Accused Nos 1, 3 and 4 were apparently all found guilty as charged, and each of them was sentenced to seven years imprisonment. I say apparently, because the magistrate's conclusion at the end of her judgment is rather curiously worded as follows:
"They are charged with robbery with aggravating circumstances and therefore 1 am going to judge all three of them.''
However, be that as it may, with the magistrate's leave, the appellants appeal to this Court against both their convictions and sentences.

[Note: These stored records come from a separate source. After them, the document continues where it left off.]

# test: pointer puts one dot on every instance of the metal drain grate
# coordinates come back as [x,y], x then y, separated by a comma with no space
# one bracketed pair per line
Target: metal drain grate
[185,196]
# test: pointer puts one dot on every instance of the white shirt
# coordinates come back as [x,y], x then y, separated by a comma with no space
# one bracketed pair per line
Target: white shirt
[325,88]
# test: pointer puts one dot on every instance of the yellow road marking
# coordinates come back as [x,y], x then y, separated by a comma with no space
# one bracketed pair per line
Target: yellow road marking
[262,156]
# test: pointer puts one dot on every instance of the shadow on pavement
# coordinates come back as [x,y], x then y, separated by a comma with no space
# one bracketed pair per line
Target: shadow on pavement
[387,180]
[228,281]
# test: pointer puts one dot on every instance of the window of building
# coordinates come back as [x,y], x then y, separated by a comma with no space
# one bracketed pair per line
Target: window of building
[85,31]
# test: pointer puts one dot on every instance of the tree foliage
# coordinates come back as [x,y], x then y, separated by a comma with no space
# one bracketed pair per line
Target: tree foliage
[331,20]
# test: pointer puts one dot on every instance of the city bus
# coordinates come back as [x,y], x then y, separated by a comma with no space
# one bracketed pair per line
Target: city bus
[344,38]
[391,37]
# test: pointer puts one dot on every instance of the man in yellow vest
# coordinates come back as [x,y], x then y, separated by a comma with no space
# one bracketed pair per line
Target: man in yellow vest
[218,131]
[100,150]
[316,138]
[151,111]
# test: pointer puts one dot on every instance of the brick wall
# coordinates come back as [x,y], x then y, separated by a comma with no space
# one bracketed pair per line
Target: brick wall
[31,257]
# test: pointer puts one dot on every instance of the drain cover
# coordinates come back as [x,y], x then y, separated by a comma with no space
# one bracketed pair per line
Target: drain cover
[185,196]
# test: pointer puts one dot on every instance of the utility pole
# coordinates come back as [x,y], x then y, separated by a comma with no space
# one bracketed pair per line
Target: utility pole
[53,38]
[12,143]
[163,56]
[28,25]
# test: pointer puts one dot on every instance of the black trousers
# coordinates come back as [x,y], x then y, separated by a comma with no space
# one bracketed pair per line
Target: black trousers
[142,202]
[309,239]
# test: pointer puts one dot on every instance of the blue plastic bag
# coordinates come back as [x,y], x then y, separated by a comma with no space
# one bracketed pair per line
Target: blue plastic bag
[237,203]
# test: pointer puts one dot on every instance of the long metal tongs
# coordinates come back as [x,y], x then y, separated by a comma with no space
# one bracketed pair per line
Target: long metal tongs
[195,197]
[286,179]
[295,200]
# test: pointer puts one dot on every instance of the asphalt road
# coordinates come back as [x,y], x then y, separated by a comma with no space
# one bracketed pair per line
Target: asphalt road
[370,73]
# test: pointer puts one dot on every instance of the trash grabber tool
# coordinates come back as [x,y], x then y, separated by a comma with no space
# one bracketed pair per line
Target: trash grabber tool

As regards the two appellants, accused Nos 1 and 3, as well as accused No 4, the magistrate in her judgment reEied on three features of the evidence which she found connected them all to the robbery. These were:-
(1). Their identification by the complainant, Gumede;
(2). The presence, on the day after the robbery, of accused Nos 1 and 3 at a certain house at Lower Crossroads where they lived, where the police found some of the allegedly stofen items, and the presence of accused No 4, later on the same day, at another house at Lower Crossroads where he lives and where the police found certain other items which had allegedly been stolen from Gumede's house;
(3). The fact that certain items of clothing worn by accused Nos 1 and 4 on their arrest on the Btt] January, 2003 allegedly belonged to Gumede and to another occupant of the complainant's house, the said Buthelezi, and were among the stolen goods.
Accused Nos 1, 3 and 4 all gave evidence in their defence in which they disavowed complicity in the robbery and sought to explain away the features to which the magistrate refers. They all put up alibis for the evening on which the robbery was committed.
The magistrate appears to have found the accused to be unworthy of much credence as witnesses and to have concluded that the state had proved its case against them beyond reasonable doubt, inasmuch as the version of the accused could not reasonably possibly be true. In fact she found that they were lying witnesses.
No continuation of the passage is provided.